Computing uncertainty estimates for tiger weights
Question
Suppose you're given a dataset containing weights of a tiger, recorded over time. The dataset will contain a date, and a recorded weight (in kgs).
Using this data, write code to compute and visualize uncertainty estimates for the weights recorded across each month. In our solution we'll compute uncertainty using a standard confidence interval formula, as well as using bootstrapping -- note that this question is an example of a more open-ended problem with many potential ways to approach.
To help get you started, below is Python code to generate a randomized (fake) dataset of tiger weights over time, along with an associated scatter plot.
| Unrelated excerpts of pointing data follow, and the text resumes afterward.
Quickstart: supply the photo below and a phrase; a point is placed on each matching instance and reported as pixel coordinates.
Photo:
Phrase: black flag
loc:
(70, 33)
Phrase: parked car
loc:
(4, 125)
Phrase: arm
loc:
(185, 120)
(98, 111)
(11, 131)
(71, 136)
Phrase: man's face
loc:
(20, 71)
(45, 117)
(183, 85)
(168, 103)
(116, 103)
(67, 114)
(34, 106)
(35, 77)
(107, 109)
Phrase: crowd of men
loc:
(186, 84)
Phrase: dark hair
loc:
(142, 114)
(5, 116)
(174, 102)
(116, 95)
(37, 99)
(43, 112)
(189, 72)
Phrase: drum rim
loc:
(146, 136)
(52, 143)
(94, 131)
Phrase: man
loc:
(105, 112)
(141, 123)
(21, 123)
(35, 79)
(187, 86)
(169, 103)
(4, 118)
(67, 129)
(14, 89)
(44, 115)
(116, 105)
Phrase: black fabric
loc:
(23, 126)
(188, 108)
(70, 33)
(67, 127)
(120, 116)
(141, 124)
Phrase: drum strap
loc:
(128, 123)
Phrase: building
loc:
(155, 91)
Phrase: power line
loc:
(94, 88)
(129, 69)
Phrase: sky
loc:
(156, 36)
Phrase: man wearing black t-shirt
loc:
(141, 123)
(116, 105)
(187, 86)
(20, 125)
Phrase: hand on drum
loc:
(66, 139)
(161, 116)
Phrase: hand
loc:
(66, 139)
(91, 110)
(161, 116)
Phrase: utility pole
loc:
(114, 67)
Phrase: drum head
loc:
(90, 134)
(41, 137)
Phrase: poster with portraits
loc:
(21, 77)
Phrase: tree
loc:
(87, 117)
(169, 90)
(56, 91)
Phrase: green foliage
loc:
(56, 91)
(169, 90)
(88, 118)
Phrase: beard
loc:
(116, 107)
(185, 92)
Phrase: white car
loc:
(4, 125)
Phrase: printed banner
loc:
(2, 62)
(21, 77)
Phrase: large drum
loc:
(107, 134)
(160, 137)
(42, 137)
You can also view the code / make a copy in this Google Colab notebook.
# Import packages
import pandas as pd
from matplotlib import pyplot
import matplotlib
import numpy as np
import datetime
import random
pyplot.style.use('fivethirtyeight')
matplotlib.rcParams['figure.figsize'] = (15, 9)
def generate_time_series(k=100, m=230, sigma=25, n=100,
start_date=datetime.date(2020, 4, 1)):
# sigma = stdev of weight
# m = mean
# n = # of samples to create
# k = optional scaling factor for xs series created by numpy linespace
# Return evenly spaced numbers from
# 0 to 1 arcross the # of time intervals we want to create (50)
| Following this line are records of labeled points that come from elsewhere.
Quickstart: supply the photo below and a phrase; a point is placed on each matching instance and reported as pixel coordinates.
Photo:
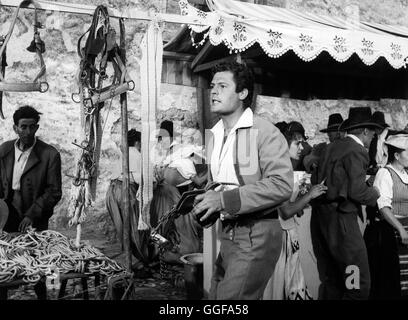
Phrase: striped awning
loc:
(239, 25)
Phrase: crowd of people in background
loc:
(363, 165)
(257, 199)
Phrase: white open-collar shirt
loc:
(222, 162)
(20, 161)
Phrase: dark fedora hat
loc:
(295, 126)
(334, 123)
(378, 117)
(359, 117)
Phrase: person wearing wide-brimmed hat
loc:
(386, 236)
(310, 161)
(381, 133)
(337, 240)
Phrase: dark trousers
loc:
(341, 254)
(383, 259)
(246, 260)
(139, 244)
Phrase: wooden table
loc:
(4, 287)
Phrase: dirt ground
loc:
(168, 286)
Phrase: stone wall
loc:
(60, 122)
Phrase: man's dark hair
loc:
(291, 136)
(133, 137)
(392, 151)
(26, 112)
(243, 77)
(168, 126)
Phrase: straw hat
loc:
(359, 117)
(399, 141)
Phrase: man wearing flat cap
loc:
(293, 127)
(337, 240)
(311, 160)
(381, 133)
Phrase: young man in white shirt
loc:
(251, 155)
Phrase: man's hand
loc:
(404, 236)
(25, 224)
(209, 201)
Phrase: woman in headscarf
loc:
(386, 236)
(288, 281)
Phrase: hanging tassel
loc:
(150, 70)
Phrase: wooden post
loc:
(125, 164)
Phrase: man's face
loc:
(368, 136)
(138, 145)
(296, 147)
(224, 99)
(26, 130)
(335, 135)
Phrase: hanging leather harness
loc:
(100, 49)
(37, 45)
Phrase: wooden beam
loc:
(209, 65)
(202, 54)
(129, 13)
(178, 56)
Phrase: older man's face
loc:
(26, 130)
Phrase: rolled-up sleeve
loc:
(383, 182)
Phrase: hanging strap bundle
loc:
(37, 45)
(101, 42)
(100, 49)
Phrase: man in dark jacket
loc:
(337, 239)
(30, 172)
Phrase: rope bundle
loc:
(31, 255)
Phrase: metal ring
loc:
(76, 97)
(44, 87)
(131, 85)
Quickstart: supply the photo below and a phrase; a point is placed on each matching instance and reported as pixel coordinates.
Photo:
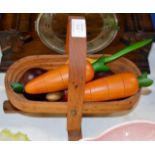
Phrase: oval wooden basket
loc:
(15, 72)
(75, 108)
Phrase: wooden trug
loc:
(75, 108)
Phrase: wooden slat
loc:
(76, 47)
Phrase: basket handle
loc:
(76, 47)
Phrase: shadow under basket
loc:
(47, 62)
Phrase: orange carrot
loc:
(54, 80)
(115, 87)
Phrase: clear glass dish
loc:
(102, 28)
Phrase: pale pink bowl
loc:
(130, 131)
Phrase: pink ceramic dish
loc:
(129, 131)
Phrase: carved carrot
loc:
(115, 87)
(56, 80)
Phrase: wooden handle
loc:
(76, 47)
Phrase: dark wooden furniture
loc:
(75, 108)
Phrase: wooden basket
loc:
(75, 107)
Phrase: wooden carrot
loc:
(115, 87)
(56, 80)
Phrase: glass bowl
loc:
(101, 30)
xs = np.linspace(0, 1, n, endpoint=False)
# Generate random, normally distributed #s for each
# of our x points (generates our weight values)
# k*x to add modest upward trend over time
ys = [k*x + m + random.gauss(0, sigma) for x in xs]
# Convert the x values to time
# (adding a day for each value in the interval)
ts = [start_date + datetime.timedelta(x)*365 for x in xs]
return xs, ys, ts
# Grab the outputs from our function above
xs, ys, ts = generate_time_series()
# Build a quick plot to view the output
# x (temporal data), y (weight data), size of dots
pyplot.scatter(ts, ys, s=50)
pyplot.xlabel('Date')
pyplot.ylabel('Weight of tiger (kg)')